Kolltan Pharmaceuticals, a privately held biopharmaceutical company, today announced the Company has signed a license agreement with the University of Toronto for novel anti-KIT receptor tyrosine kinase antibodies identified in the laboratories of Dr. Sachdev Sidhu at the University of Toronto and the laboratory of Dr. Joseph Schlessinger of Yale University. Dr. Sidhu is a member of the faculty of Donnelly Centre for Cellular and Biomolecular Research, and current director of the Toronto Recombinant Antibody Centre (TRAC) at the University of Toronto, as well as a member of the Kolltan Scientific Advisory Board. Terms of the license were not disclosed. The license coincided with an article published in the Proceedings of the National Academy of Sciences (PNAS) that reveals novel insights into the structural biology of the KIT receptor tyrosine kinase.
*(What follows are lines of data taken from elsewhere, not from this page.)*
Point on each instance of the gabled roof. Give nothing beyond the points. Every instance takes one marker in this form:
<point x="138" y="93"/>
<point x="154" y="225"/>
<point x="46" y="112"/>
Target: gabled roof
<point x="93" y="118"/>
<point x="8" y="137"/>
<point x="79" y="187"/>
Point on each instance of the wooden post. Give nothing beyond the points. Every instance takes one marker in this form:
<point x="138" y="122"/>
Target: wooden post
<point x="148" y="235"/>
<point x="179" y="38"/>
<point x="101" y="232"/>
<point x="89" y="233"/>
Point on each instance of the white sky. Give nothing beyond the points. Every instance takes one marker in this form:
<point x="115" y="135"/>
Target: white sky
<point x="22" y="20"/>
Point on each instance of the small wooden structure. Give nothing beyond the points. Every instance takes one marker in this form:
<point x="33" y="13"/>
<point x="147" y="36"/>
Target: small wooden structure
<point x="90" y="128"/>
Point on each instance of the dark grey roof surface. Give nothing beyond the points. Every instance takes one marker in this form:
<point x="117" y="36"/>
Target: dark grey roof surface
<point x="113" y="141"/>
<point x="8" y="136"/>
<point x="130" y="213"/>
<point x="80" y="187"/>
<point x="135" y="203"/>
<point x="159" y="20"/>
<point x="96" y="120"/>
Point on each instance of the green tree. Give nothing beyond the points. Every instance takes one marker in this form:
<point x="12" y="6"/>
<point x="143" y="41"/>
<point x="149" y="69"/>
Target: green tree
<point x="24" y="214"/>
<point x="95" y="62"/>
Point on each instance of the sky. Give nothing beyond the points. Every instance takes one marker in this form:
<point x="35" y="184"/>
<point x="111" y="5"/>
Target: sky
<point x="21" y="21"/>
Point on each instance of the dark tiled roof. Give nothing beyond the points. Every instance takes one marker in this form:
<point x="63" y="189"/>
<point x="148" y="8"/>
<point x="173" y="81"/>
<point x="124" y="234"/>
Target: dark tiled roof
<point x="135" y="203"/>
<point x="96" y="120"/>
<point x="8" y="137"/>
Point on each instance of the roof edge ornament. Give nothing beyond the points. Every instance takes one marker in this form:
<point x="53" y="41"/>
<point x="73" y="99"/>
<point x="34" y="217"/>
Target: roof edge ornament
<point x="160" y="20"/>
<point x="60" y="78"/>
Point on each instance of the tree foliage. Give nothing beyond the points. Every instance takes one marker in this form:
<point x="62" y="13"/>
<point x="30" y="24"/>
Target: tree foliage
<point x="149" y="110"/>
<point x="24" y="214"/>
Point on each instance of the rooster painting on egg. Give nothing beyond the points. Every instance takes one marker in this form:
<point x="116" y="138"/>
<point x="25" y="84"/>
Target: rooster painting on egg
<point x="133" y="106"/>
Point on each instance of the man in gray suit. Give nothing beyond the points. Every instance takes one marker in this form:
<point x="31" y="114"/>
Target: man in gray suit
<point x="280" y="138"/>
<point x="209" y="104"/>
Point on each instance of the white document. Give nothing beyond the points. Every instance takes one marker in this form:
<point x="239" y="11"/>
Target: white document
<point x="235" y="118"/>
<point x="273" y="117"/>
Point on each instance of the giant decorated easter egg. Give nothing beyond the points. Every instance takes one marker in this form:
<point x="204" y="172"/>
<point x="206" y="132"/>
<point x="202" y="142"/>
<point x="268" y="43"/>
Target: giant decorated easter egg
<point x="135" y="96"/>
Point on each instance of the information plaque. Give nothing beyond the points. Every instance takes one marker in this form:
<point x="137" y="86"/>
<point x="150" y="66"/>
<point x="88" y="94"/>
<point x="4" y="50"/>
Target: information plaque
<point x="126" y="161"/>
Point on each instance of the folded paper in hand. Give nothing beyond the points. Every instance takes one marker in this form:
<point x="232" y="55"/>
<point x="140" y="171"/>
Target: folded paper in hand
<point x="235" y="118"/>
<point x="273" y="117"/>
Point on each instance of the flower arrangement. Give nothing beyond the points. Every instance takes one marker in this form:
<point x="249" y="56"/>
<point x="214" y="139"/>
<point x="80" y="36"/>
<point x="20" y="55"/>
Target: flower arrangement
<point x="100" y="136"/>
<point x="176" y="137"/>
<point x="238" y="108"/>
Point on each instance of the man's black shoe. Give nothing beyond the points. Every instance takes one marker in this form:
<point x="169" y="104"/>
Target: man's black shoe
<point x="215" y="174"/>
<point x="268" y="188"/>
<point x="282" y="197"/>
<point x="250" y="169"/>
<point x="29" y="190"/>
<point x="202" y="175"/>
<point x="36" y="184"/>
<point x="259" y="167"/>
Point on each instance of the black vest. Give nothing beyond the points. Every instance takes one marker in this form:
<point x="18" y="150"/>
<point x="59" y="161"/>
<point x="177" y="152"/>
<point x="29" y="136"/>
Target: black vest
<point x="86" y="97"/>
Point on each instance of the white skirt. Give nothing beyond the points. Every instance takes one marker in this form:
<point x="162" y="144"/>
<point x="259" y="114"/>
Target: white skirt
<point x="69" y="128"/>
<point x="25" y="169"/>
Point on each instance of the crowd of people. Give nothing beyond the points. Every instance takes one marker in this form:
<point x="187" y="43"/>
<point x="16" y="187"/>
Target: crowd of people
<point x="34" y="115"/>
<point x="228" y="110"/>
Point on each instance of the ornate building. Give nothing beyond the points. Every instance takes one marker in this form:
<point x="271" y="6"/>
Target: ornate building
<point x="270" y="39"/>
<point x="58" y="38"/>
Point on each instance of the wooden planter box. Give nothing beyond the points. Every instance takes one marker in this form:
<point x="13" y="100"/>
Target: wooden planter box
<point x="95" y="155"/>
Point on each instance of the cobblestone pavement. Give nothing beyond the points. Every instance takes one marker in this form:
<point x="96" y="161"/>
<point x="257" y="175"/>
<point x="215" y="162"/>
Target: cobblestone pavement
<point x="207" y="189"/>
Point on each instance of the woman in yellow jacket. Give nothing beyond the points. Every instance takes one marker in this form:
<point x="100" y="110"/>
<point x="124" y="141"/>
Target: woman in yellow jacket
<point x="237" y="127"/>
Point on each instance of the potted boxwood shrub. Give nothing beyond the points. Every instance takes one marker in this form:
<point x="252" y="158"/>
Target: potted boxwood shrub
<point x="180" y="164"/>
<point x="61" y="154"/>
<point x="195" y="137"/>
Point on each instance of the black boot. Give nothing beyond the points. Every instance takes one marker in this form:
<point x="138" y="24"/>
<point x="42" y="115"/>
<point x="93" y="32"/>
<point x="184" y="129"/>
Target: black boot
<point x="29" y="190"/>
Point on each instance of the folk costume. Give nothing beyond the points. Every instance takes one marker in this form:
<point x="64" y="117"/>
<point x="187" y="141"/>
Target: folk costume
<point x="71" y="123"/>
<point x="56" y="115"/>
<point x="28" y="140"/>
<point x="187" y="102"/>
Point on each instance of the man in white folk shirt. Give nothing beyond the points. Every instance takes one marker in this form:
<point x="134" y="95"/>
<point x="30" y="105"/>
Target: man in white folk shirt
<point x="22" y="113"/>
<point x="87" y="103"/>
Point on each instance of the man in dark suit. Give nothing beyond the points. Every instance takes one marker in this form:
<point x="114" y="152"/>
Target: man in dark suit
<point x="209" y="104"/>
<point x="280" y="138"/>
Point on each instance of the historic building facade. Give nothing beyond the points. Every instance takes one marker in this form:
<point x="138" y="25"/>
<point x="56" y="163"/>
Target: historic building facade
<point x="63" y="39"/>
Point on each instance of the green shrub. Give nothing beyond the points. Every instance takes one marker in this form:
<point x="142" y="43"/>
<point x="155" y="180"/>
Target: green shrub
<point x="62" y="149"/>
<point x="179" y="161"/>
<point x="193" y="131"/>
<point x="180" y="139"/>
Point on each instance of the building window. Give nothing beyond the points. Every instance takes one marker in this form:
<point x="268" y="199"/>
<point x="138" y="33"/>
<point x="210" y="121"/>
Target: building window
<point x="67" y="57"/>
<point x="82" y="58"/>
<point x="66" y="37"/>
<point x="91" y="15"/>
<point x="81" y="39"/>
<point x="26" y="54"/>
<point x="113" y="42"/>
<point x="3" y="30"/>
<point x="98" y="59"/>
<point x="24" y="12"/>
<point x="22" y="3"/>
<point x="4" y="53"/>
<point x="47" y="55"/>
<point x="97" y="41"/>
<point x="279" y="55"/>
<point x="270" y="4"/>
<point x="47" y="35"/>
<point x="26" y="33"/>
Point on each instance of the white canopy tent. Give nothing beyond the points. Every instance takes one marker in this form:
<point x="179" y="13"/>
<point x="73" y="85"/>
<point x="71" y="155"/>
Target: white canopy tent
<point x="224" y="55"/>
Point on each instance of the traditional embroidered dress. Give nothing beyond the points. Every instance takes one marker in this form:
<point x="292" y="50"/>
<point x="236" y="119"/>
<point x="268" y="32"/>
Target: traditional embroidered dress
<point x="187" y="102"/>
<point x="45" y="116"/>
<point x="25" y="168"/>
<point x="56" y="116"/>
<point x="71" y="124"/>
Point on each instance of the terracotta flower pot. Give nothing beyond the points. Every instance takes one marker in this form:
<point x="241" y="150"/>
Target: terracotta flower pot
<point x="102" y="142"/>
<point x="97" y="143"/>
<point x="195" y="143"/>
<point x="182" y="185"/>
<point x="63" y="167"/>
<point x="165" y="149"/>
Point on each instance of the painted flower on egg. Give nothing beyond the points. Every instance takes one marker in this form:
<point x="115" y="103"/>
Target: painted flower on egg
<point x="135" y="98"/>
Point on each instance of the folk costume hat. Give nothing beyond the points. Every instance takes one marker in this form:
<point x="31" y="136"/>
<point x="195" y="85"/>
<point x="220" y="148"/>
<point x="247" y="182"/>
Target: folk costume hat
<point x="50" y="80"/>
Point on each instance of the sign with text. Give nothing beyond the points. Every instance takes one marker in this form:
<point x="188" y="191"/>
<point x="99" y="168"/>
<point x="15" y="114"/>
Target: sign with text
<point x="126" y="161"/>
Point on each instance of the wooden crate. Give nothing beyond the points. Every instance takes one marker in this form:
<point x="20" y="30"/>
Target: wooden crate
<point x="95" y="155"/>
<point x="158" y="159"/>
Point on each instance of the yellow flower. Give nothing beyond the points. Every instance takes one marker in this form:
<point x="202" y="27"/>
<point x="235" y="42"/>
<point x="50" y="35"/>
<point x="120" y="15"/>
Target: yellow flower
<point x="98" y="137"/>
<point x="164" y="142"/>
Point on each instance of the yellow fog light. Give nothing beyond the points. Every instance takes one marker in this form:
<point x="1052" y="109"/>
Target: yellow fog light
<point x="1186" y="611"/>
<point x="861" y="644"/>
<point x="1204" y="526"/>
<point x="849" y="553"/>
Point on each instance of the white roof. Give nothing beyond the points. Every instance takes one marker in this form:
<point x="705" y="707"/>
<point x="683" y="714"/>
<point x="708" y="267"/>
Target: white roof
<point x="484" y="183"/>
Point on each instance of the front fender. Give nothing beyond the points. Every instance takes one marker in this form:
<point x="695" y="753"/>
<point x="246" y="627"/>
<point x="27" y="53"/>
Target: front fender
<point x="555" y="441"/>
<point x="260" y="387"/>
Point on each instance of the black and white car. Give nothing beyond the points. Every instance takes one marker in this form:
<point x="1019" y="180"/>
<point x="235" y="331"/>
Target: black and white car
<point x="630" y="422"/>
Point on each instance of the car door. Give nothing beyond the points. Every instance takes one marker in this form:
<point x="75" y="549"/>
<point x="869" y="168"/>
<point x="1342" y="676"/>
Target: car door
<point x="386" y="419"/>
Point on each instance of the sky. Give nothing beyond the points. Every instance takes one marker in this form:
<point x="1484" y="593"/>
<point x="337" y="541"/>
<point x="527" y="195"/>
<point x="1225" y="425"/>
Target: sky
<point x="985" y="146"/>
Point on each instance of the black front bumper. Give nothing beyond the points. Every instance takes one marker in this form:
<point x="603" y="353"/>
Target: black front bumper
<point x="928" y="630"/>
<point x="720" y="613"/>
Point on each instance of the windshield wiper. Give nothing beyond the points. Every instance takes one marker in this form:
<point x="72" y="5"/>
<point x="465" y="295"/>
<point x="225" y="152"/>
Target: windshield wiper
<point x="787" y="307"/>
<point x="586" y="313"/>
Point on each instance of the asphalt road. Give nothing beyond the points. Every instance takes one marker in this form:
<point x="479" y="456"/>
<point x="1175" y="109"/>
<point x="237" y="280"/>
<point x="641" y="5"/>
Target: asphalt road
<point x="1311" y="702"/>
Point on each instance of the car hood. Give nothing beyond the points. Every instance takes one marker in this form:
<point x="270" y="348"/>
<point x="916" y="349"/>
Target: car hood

Joseph Schlessinger, Ph.D., Chair of the Department of Pharmacology at Yale University and Kolltan Scientific Founder, commented, "The collaborations between my laboratory and those of Dr. Sidhu and Kolltan exemplify our combined commitment to discover novel ways to modulate KIT and other receptor tyrosine kinases."
The PNAS article, titled, "Structural basis for KIT receptor tyrosine kinase inhibition by antibodies targeting the D4 membrane-proximal region," was co-authored by Dr. Schlessinger and Dr. Sidhu and scientists in their respective institutions, in addition to scientists at Kolltan. The article reported antibody inhibition of cell proliferation mediated by both wild-type and mutant KIT receptors. One of the blocking antibodies demonstrated binding to the KIT receptor at a membrane-proximal site previously described by Dr. Schlessinger to be important for protein interactions leading to KIT activation.
"The scientific results revealed in our recent publication and covered through our license with the University of Toronto will aid our effort to develop robust KIT-blocking antibodies," commented Dr. Yaron Hadari, Vice President of Research at Kolltan. "We look forward to continuing our efforts to discover therapeutic strategies to target cells driven by or expressing KIT that are associated with human malignancies and other diseases."